Your companion's question is relevant and complicated to answer. I know it seems straightforward. As you mentioned, the church made an official statement following the violence in Charlottesville last year:

"White supremacist attitudes are morally wrong and sinful, and we condemn them. Church members who promote or pursue a “white culture” or white supremacy agenda are not in harmony with the teachings of the Church."

Pretty clear terms. As disciples of Jesus Christ, we don't do white supremacy. It sounds like your response was pretty Christlike to me. You disagreed with the sentiments being expressed and suggested an alternative way for you both to look at the situation. You clearly have positive feelings towards this person and want to understand them. You're striving to live your convictions and still allow others to grow. That is Christlike if you ask me. 

However, it's important that you not dismiss her thought process. She may not have the politically correct terms to discuss the question in a tactful way, but there really is something confusing to be discussed here. It hasn't been solved, even with the church's statement (which I really hope you believe I align with completely).

My mom was raised in the south. She was pretty outcast there because she was distinctively not racist and it was why she eventually left. I was raised with a multicultural step-family who patiently taught me their culture and allowed me to be a part of it. Being in that position makes this issue very difficult for me. Racial issues have directly impacted my family on both sides and it's hard to know what to think. I have no white supremacist values. But I do have a love and appreciation for my people, culture, and history. I often don't know how to reconcile that with the fact that I come from slave owners and confederates. I'm sealed to these people for goodness sake. How am I to interpret acts of bravery from my confederate soldier ancestors? 

I'm not trying to answer your companion's questions or make any definitive statement on race.

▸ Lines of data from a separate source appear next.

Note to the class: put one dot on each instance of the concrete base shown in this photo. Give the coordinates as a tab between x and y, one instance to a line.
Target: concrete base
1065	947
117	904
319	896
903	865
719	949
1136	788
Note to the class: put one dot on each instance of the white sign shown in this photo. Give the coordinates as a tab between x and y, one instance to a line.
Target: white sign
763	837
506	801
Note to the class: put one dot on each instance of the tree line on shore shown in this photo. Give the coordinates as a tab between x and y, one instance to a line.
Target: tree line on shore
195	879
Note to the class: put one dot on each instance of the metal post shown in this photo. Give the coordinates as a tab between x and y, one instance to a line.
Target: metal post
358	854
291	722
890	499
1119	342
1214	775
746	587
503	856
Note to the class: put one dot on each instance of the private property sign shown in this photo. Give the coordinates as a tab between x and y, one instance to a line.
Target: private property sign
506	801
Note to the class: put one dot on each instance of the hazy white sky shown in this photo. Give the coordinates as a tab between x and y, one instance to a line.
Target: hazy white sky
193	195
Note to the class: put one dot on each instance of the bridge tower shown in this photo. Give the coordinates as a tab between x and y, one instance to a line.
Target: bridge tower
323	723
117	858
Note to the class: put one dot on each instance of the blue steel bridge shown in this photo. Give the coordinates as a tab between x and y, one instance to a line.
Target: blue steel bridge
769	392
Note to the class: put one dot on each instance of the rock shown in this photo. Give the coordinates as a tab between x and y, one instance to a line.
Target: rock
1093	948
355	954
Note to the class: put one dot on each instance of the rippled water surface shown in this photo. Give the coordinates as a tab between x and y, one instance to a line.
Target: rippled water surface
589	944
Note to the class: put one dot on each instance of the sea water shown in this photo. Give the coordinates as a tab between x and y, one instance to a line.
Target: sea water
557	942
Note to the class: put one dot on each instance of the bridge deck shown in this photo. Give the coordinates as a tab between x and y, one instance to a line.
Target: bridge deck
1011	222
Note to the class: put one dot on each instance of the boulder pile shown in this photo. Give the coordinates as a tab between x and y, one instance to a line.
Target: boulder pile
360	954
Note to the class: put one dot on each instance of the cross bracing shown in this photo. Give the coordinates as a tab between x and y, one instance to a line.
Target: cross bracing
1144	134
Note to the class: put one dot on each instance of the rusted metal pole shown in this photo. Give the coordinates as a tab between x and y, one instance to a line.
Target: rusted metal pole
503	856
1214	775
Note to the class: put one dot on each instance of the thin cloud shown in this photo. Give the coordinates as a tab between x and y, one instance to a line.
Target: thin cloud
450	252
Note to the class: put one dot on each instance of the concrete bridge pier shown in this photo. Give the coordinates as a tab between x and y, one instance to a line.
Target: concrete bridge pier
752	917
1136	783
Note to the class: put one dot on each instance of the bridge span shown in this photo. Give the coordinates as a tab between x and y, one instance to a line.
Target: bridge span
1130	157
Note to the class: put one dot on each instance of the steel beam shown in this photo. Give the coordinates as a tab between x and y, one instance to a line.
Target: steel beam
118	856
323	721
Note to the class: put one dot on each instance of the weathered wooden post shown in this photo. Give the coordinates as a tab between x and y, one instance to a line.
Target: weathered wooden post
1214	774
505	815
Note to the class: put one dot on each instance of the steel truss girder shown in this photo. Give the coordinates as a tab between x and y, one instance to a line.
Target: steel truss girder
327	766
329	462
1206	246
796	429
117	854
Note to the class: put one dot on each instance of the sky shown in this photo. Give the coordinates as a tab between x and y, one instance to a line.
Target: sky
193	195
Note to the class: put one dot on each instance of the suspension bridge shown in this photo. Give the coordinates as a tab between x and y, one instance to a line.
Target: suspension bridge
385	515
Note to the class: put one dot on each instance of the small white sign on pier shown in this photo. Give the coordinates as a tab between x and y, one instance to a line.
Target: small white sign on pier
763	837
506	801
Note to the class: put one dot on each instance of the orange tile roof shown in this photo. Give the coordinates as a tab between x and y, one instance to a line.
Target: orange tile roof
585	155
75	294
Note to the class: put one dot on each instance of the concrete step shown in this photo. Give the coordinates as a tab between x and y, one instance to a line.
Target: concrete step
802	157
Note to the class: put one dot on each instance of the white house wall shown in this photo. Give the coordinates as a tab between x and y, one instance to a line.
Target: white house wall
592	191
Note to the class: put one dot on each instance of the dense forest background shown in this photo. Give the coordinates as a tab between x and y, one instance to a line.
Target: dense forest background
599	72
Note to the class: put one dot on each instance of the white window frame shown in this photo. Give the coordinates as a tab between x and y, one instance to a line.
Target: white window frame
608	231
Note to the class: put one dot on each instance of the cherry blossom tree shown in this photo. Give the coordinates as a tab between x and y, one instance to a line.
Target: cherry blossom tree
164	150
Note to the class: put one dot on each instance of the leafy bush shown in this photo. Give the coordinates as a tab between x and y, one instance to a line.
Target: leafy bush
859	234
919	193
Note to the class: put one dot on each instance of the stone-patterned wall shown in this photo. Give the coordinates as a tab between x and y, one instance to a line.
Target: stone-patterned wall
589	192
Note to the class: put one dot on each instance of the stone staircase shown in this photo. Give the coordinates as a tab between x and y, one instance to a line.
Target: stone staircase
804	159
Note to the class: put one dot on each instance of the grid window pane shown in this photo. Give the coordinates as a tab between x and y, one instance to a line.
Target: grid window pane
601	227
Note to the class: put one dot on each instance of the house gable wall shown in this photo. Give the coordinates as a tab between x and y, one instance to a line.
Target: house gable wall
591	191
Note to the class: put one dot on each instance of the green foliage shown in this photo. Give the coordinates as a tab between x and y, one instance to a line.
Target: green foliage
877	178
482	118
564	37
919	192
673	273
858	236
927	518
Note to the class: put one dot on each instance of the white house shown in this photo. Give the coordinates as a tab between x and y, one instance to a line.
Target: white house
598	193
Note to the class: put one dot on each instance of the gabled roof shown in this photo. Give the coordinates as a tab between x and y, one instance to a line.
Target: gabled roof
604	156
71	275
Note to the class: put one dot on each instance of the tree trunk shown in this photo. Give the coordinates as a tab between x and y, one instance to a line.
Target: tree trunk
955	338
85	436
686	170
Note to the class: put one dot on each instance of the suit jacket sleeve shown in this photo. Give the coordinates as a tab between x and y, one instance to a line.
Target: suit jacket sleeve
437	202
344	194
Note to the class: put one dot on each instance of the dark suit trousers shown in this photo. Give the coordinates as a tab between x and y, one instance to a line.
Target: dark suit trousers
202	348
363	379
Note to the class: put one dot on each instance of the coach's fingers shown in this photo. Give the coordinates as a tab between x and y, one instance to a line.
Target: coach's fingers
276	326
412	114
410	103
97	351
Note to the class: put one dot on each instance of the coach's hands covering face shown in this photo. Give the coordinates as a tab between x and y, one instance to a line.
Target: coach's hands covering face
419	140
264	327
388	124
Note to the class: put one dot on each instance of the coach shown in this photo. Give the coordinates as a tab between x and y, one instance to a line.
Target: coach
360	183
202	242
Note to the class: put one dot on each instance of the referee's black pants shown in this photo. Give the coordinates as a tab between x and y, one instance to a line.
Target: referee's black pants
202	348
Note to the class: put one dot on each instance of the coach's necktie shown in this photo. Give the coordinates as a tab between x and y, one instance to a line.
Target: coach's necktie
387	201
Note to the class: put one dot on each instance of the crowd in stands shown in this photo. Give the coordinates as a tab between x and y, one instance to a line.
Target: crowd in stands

I'm mostly just trying to show that it is more complicated than being racist or not being racist. Studying the nuances of the issue might help in your efforts to teach tolerance. If you understand your companion you will be more equipped to guide her and help her become more aware.

Babalugats

posted on 02/21/2018 7:36 p.m.
As for the Confederate flag bit, I would recommend reading "Gone with the Wind" by Margaret Mitchell. Most people think that the Civil War magically ended slavery, and that was that. But during the second half of the 1800s, the south was devastated culturally and economically beyond the ending of slavery due in large part to the militaristic federal government. The confederate flag is tricky because on one hand it's used by extremists, but one the other hand it's used by rural people trying to maintain their liberty from an oppressive government. Their son who spent two years talking with strangers who grew up in the south hasn't told mom to take it down yet.

The only chance you have is to understand enough to have an empathetic conversation, and when you are on that level, she can trust your suggestions. Start with "Gone with the Wind."